Thursday, January 17, 2013

Boxing Gloves

          I entered the boxing gym.  The head coach smiled at me.  It struck me as odd.  Why’s he smiling, I thought.  “Good day.”  I shook his hand and went to see my personal coach.
          “Hey Coach, can you wrap me.”  He holds my right in his left and wraps with his right.  He holds my left with his left and wraps with his right.
“Into the ring,” my boxing coach, Luis said. 
          I stepped between the ropes and went in.  You said, “Fly like a butterfly.  Well, that’s what we’re learning today.  You’re going to dance inside that ring.” 

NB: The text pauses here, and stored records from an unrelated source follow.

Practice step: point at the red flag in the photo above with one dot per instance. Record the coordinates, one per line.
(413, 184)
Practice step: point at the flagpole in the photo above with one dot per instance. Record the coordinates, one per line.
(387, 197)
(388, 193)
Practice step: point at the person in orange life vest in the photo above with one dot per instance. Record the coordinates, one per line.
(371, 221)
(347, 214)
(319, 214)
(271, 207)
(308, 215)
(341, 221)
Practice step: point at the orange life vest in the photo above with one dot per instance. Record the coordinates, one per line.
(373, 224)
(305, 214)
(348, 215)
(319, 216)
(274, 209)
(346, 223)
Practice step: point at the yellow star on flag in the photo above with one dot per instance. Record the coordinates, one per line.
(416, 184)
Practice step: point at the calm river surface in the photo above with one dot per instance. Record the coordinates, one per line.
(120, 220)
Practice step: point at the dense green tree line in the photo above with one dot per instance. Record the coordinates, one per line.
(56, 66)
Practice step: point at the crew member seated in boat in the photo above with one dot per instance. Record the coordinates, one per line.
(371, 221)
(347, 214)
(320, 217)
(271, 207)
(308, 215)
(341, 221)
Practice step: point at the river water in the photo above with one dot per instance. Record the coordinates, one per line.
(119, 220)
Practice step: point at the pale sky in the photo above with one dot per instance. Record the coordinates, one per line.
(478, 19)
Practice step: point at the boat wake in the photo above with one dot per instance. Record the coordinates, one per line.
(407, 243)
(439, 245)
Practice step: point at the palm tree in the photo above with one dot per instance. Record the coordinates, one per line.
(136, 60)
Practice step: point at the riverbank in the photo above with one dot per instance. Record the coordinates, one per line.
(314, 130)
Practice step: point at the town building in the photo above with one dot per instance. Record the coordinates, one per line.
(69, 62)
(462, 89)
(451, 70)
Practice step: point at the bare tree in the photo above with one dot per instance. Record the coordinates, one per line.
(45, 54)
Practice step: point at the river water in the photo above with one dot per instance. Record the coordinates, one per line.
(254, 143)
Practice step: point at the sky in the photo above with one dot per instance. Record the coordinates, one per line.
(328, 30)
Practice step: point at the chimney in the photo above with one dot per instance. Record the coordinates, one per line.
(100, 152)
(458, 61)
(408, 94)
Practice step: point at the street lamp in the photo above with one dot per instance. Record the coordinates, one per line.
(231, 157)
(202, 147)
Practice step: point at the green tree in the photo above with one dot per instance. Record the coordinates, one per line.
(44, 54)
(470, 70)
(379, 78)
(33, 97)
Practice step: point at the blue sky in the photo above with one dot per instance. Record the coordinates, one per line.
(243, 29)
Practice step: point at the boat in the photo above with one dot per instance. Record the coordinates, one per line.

          He shouted commands at me.  Left.  Right.  Forward.  Backward.  Pivot.  Left.  Right.  Backward.  Forward.  Pivot.  Pivot.  Left.  Right.  Pivot.  And so it went. 
          At first, it was difficult because my head had to process the instructions.  But like picking up the rhythm of a song, I was starting to feel more of the glide in my feet around the ring.  The old coach came up and said to my coach, “Hey – he’s coming along.  You did a good job with him.”  From my peripheral vision, I caught the younger coach smiling.
          The older one said, “Look at his balance.  Center of gravity.  Everything’s good.  Good.”
          And then, the head coach looks too.  For a moment, I felt like time stopped.  The informal coaches and the formal ones and the younger kids had their eyes on me.  They were thinking, who is he?  He came from Baldwin Park.  Why does he train so hard?  He doesn’t need to.
I made a mistake now and then.  I bounced back from the intense pressure of being watched at those moments without thought.  All the years of law school humiliation I suppose does that to you.
In the corner, was the-other-Asian-guy, the one who hated me.  He looked angry, like an abused and stray village dog.  He too knew I had made progress.  Progress.  He’s been there for years ignored and neglected.  Now, I show up and in 5 weeks, I was coming along – along fast.
“Alright,” Luis says.  “Out of there.  Go to the mirrors.  I have some drills for you.”  So, I go and do them.  My coach leaves me.  I practice for what seems to be forever doing the same thing over and over again.  Repeat.  Repeat.  Mistake.  Try to Fix.  Fix.  Repeat.  Repeat.  Mistake. 
My white shirt begins to soak through with sweat.  Hugging my skin, my torso show like a girl’s breasts do in a wet t-shirt contest.  My hair is wet.  When I shake it, pearls of sweat fall on the black mat, scattering it like morning dew on blades of grass. 
How much more of this am I meant to do? I think.  No one is watching.  This is boring.  More and more, until you master this.  Got it?  Good.  Because nobody will stand over you watching you in life.  Learn that now.  And most of mastery is boring, will be boring, and boring is what you need to endure.
At some point, the head coach comes towards me.  So, I wasn’t being ignored.  Luis is with him.  The head coach is smiling. 
Luis has two red, shiny, boxing gloves in his hands.  He presents them to me with a smile as well and says, “Put these on.”
In the moment I should’ve said thank you, time just passes and passes.  The words choke in my throat.  Say something.  I can’t.  I don’t know why.
The head coach, instead says, “Look at him.  He’s literally speechless.  Come on, Man.  Put them on.  You knew they were coming.”
I wish I could’ve hugged them both.  I wish I could’ve said thank you.  I wish I could’ve said anything.  I mean, of course I feel grateful, but come on, I don’t deserve these. 
“I guess this is means the big ‘C’ word.”  Luis gives me a look that shows me he doesn’t know what it means.  Either of the C words.
Head coach says, “That’s right: Commitment.”
“Haha,”  I said.  “Someone who knows from experience the fear.”
I take the gloves.  Put them on.  They fit snuggly.
Luis asks, “How do they feel?  Good?”
“Yeah.”
“Well – let’s get you started on the bags then.”
The players, the formal coaches, and the informal coaches, see me and the gloves.  They look and know and talk amongst themselves: the China man is here and seen but where is he going.
At the end of practice, people I’ve never met introduce themselves to me.  I walk to the parking lot with the coaches and the teenage players.  One of the high school kids asks me, “What do you drive?”
I ask him back, “What do you think I drive?”
He looks at all the cars in the parking lot and says, “It can’t be the BMW Z3.”
“Hey, come on coach.  Let’s go.”  I walk over to my shiny, black BMW Z3, open my trunk, and put in my gym bag.  I look behind and see the boy speechless. 
“Let me give you a ride, Coach.  It’d be my pleasure.”